There is no room here for an examination of the trajectories Bell and Gray had followed to arrive at the similar apparatus in 1876. Suffice it to say they were different and in their diversity had given birth to many technological curiosities and chimeras, not least of which was Elisha Gray's "musical bathtub" of 1874. In "Mechanization Takes Command" Siegfried Giedion has pointed out the Victorian era's preoccupation with the mechanization of bodily functions, from weaving and skinning to cooking and bathing. Elisha Gray's fusion of bathing technology with audio technology and playing music is one more chimera ornamenting the den of 19th century monstrosities.

"In late January or early February of 1874 [Gray] heard the refrain of the rheotome issuing from his bathroom, where he found his young nephew 'taking shocks' to amuse the smaller children. With a vibrating rheotome in the circuit of a primary induction coil, the boy connected one end of the secondary coil to the zinc lining of the bathtub and held the other end in his hand. When the boy's free hand glided along the bathtub lining, it produced a whining sound in tune with the rheotome. Gray tried the effect and found that quick, hard rubbing made the noise even louder than that of the rheotome itself. When he varied the pitch of the rheotome, the noise followed suit."


By some obscure and little studied phenomenon, a vibrating electrical field seems to modulate the coefficient of friction of our skin, so that when we bow across an electrified surface with our fingers, we excite mechanical vibrations. These mechanical vibrations, suitably coupled, give rise to audible sounds. I discovered this phenomenon, as Gray did, quite accidentally in 1976, and I'm sure other people run across it every day. In a sense, Gray's discovery was likelier than ours, being as he was much closer to the era of Benjamin Franklin and Mary Shelley, when electricity, life force and neural sensation were believed to consist of one in the same fluid.

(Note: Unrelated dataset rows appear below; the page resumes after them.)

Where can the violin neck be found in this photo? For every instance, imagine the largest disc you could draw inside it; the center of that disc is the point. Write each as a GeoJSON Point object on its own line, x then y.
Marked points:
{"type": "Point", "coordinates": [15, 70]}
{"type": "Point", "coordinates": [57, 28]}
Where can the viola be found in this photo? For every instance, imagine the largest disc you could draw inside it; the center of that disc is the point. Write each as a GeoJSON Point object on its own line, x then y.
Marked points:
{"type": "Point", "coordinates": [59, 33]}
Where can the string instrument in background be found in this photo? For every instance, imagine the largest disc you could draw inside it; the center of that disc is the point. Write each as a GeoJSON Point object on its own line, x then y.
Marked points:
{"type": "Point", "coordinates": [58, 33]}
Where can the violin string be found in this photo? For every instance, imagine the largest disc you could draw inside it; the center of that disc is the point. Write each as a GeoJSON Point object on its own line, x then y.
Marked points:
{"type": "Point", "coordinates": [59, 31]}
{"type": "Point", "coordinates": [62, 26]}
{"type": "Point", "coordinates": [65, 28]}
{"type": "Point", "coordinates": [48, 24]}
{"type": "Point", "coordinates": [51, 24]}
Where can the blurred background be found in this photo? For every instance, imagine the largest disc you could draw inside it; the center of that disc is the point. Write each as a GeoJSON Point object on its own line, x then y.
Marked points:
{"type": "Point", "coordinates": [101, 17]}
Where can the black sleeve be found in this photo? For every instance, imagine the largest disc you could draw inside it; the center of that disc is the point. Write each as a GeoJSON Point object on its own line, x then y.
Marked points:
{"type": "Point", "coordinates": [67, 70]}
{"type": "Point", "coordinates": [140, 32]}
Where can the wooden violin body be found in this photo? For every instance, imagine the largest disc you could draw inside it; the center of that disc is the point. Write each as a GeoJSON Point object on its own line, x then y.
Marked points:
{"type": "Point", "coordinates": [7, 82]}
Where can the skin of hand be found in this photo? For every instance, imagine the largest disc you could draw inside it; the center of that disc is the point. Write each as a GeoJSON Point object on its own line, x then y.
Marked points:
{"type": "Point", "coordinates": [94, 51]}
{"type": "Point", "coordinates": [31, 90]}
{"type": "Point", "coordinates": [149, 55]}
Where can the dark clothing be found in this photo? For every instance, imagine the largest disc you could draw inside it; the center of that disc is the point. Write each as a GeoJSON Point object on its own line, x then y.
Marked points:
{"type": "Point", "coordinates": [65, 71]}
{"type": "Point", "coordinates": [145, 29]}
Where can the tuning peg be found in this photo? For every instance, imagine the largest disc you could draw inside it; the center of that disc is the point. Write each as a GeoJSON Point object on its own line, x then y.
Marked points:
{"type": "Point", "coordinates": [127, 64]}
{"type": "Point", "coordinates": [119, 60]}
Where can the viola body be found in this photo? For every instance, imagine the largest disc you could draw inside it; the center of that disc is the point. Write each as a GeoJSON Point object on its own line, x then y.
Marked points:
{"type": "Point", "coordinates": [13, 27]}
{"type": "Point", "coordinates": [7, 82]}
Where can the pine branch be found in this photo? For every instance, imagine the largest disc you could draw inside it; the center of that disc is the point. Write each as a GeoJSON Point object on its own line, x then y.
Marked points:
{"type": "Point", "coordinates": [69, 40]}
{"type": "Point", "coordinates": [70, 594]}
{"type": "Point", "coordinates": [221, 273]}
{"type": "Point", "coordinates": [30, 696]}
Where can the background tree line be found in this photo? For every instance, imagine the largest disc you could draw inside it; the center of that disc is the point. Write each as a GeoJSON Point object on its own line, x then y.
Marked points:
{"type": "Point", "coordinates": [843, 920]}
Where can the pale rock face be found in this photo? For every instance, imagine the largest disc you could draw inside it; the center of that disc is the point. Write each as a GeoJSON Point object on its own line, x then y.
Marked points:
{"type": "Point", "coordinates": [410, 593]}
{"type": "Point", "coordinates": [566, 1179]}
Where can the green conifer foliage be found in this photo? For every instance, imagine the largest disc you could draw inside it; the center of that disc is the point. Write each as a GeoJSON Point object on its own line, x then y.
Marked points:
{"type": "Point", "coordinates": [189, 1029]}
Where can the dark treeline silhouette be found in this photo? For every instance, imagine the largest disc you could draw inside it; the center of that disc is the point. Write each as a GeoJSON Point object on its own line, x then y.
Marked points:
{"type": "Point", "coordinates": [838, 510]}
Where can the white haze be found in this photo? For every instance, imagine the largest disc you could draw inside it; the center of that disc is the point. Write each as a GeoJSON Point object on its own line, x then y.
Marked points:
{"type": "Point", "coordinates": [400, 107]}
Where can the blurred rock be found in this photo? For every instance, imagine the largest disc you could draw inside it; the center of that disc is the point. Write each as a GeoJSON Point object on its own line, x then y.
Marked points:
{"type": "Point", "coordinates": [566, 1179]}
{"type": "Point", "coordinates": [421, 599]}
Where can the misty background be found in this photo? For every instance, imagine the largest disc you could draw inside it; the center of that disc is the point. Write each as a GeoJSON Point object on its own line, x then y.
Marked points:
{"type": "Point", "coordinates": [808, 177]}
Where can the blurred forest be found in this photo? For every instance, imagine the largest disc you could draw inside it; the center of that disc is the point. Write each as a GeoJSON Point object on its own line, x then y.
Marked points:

As we stroke the wires of "Gray Matter", we both feel as texture and hear as sound the faint electrical stirrings within the wire - melodies, scales, creakings and glissandi inhabit a world in which touch and hearing are for a moment unified. This phenomenon may someday find a fit to the structure of our relations - perhaps as electrically definable surface textures, audio communication in a vacuum, or other applications. But for now it languishes in the backwater of the culturally inappropriate, insignificant and obscure.


Several pieces in this collection are based on Gray's later version of an electrical sound maker. Using a more familiar electromagnetic design, it was a direct forerunner of the familiar loudspeaker and became part of Gray's telephonic apparatus of 1875. Of interest to me is that it retains the connection to bathing apparatus in the form of a washbasin. Wisdom aside, one wonders, had Gray beat Bell to the patent office, if our telephones might not "ring", and if we might not enter the washcloset to speak afar, stroking small tin tubs as we listen.

My thanks to Xerox PARC for their support in the development of this work, and to Eiko Do Espirito Santo for her assistance in preparation of the sound materials.